EDITOR’S COMMENT: Two weeks. Two big announcements. I’m not going to lie – Rob Noel is not the person I had my money on to announce that they would be stepping down as chief executive of one of the UK’s listed REITs this year.
Eight years is a pretty good tenure for a chief executive, and Noel certainly hasn’t outstayed his welcome.
Okay, the REIT has been topped as the UK’s biggest by industrial hottie SEGRO, and it has seen more than £500m wiped off its value as a result of the continuing malaise on the high street.
But Noel has set the business up to be able to deliver more than 3m sq ft of fresh, new space in London – including a decent amount on the space-starved and much in demand Southbank – as and when the market is ready for it.
And the balance sheet is in decent shape, too.
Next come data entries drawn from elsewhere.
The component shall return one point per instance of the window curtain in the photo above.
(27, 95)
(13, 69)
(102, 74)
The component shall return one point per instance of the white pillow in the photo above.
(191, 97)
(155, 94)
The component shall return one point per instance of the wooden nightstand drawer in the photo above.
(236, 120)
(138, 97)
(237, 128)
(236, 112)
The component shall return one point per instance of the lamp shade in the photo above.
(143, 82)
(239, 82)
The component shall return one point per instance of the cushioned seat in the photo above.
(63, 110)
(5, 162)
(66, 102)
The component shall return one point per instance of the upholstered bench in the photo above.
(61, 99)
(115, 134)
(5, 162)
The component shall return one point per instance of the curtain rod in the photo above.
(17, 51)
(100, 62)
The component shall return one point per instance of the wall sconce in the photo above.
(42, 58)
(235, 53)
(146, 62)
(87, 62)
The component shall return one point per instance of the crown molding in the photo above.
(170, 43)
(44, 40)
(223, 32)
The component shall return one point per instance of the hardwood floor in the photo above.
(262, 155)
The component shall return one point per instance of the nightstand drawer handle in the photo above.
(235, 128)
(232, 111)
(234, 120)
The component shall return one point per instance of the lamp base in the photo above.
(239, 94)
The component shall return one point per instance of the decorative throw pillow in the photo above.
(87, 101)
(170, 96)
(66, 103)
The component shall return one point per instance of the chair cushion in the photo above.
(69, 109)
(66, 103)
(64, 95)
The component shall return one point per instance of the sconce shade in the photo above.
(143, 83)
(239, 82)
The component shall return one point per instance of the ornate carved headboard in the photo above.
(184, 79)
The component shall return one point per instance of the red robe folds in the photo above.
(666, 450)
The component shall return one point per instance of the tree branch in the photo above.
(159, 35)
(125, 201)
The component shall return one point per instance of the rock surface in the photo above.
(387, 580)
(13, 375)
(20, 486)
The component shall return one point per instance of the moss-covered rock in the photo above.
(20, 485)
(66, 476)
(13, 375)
A low LTV of around 27% and cash and facilities of £1.6bn ready to deploy as and when.
But with a sector going through a transformation like never before, a changing of the guards could be exactly what is needed.
As Noel says himself, he’s been going “flat out” for 33 years in the real estate sector, and it is time for a change.
The announcement of his departure came the morning after Mike Slade threw a typically Mike Slade-y bash at Claridges to officially mark his retirement from Helical, a company he sat at the helm of for 30 years, and a month after John Burns’ official retirement party (at the same venue). Burns led Derwent London for 35 years.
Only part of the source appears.